Personal information
- Born: December 30, 1999 (age 26) San Ysidro, California, U.S.
- Listed height: 6 ft 5 in (1.96 m)
- Listed weight: 330 lb (150 kg)

Career information
- High school: Eastlake (CA)
- College: San Diego State
- NFL draft: 2022: undrafted

Career history
- Philadelphia Eagles (2022)*; Pittsburgh Steelers (2022–2023)*;
- * Offseason or practice squad member only

Awards and highlights
- All-American (2021); First-team All-Mountain West (2021);
- Stats at Pro Football Reference

= William Dunkle =

American football player (born 1999)

William Anthony Dunkle (born December 30, 1999) is an American professional football offensive guard. He played college football at San Diego State and was signed by the Philadelphia Eagles as an undrafted free agent in .

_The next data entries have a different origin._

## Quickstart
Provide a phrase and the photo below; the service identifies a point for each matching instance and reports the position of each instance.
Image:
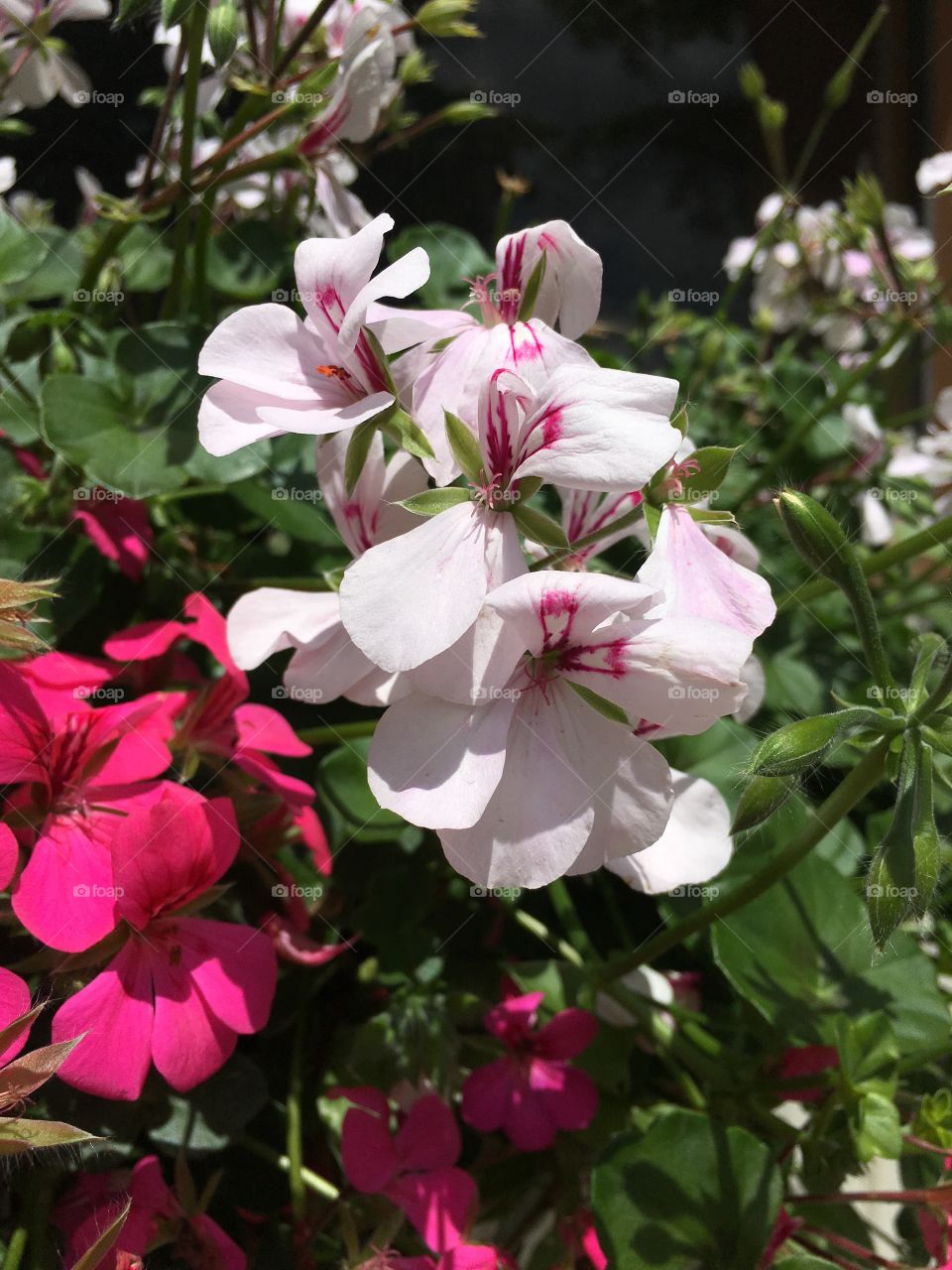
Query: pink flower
(413, 1167)
(454, 376)
(181, 988)
(532, 1092)
(119, 530)
(534, 781)
(594, 429)
(326, 663)
(96, 1199)
(81, 769)
(282, 375)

==Early life and college==
Dunkle was born on December 30, 1999, in San Ysidro, California, and grew up in Chula Vista. He attended Eastlake High School and was a three-time all-conference selection. 247Sports listed him as a three-star prospect.

Dunkle committed to San Diego State University in 2018, spending his first year as a redshirt. As a freshman in 2019, he played in all 13 games and started 12, making the Mountain West Conference team of the week three times and being named honorable mention all-conference at the end of the season. At the beginning of his sophomore season, Dunkle was selected preseason first-team All-Mountain West by College Football News. He started four games at right guard and appeared in five total, being named the team's best offensive player by College Football News.

As a junior in 2021, Dunkle started 14 games and played on 920 of San Diego State's 967 offensive snaps. Pro Football Focus listed him as having the second-highest overall grade and the number one run block grade in the nation. On 429 pass plays, he allowed only 10 quarterback pressures and allowed no sacks. At the end of the season, he was named first-team All-American by Pro Football Network, second-team by Associated Press and College Football Focus, and third-team by Pro Football Focus. He was also named first-team all-conference by the Mountain West coaches and media.

==Professional career==

Pre-draft measurables
| Height | Weight | Arm length | Hand span | Wingspan | 40-yard dash | 10-yard split | 20-yard split | 20-yard shuttle | Three-cone drill | Vertical jump | Broad jump | Bench press |
| 6 ft 4+7⁄8 in (1.95 m) | 328 lb (149 kg) | 33+5⁄8 in (0.85 m) | 10+1⁄4 in (0.26 m) | 6 ft 8+3⁄4 in (2.05 m) | 5.44 s | 1.85 s | 3.12 s | 4.91 s | 7.97 s | 26.0 in (0.66 m) | 7 ft 11 in (2.41 m) | 25 reps |
All values from NFL Combine

=== Philadelphia Eagles ===
After going unselected in the draft, he was signed by the Philadelphia Eagles as an undrafted free agent. He was released on August 14, 2022.

=== Pittsburgh Steelers ===
The Pittsburgh Steelers signed Dunkle on August 16, 2022. He was waived on August 30 and signed to the practice squad the next day. He signed a reserve/future contract on January 10, 2023.

On August 28, 2023, Dunkle was waived by the Steelers.